Marine Corps raises the bar for boot camp initial strength test

Rct. Spencer Daniels, Platoon 1042, Bravo Company, 1st Recruit Training Battalion, struggles to perform his last pullup during an initial strength test March 28, 2014, on Parris Island, S.C. The recruits had to do at least two pullups to pass this portion of the test. The initial strength test is the recruits' opportunity to prove themselves physically capable to withstand the demands of Marine boot camp. Daniels, a 21-year-old from Madison, Miss., is scheduled to graduate June 20, 2014. Parris Island has been the site of Marine Corps recruit training since Nov. 1, 1915. Today, approximately 20,000 recruits come to Parris Island annually for the chance to become United States Marines by enduring 13 weeks of rigorous, transformative training. Parris Island is home to entry-level enlisted training for 50 percent of males and 100 percent of females in the Marine Corps. (Photo by Cpl. Octavia Davis)
The initial strength test is the recruits’ opportunity to prove themselves physically capable to withstand the demands of Marine boot camp. Photo by Cpl. Octavia Davis

Before they can ship out to boot camp, Marine Corps poolees who are interested in the most demanding MOS’s, will now be required to take a new initial strength test.

In order to pass the test, they must be able to do the following: 3 pull-ups, a 1.5-mile run within 13 minutes and 30 seconds, 44 crunches within two minutes, and 45 ammo-can lifts within two minutes.

The tougher initial strength test, which went into effect Jan 1,  applies to those who will eventually move into fields like infantry, recon and combat engineering.

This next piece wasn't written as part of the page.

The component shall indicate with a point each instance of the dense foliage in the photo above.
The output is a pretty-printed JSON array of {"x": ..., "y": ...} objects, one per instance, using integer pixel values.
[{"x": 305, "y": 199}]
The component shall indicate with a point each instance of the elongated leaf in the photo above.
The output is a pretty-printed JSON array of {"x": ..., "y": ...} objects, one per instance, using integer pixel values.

Some poolees are given the test within 48 hours of joining the Marine Corps. Recruiting station commanders have the authority to require poolees to meet standards even higher than the new initial strength test, says Master Sgt. Bryce Piper, with Marine Corps Recruiting Command.

In case where a poolee has a bad day when arriving at Marine Corps Recruit Depot Parris Island or San Diego, a recruiting station commander can require them to do four pull-ups before leaving for recruit training.

“When newly arrived recruits take their Initial Strength Test at recruit training, they are in a state of culture shock and often still tired from travel,” Piper said. “Knowing a recruit can do at least four pull ups helps ensure he or she gets the three required. Commanders cannot lower the standards below the minimum.”

After passing the 13 weeks of recruit training, recruits must go to Marine Corps Combat Training, School of Infantry before they can actually get a job assigned to them.

“We have to make sure that they are physically and mentally prepared,” says Staff Sgt. Diana Wallace, the staff NCO at Recruiting Substation Waldorf, Maryland. Wallace told Marine Corps Times that she makes sure all her male and female poolees assigned to an MOS that requires pullups can “exceed the new initial strength training test’s pullup requirement.”

“We train them before they leave the recruiting substation to get at least five to six pullups – male or female,” Wallace said. “We train them to push for 100 crunches within a two-minute timeframe and we train them to get below a 13 minute run time.”

One of Marine Corps Recruiting Command’s tasks is to make sure “all poolees improve their overall body strength while they are in the delayed entry program, regardless of the MOS for which they ultimately train,” said Major Garron Garn,  a spokesman for Marine Corps Recruiting Command.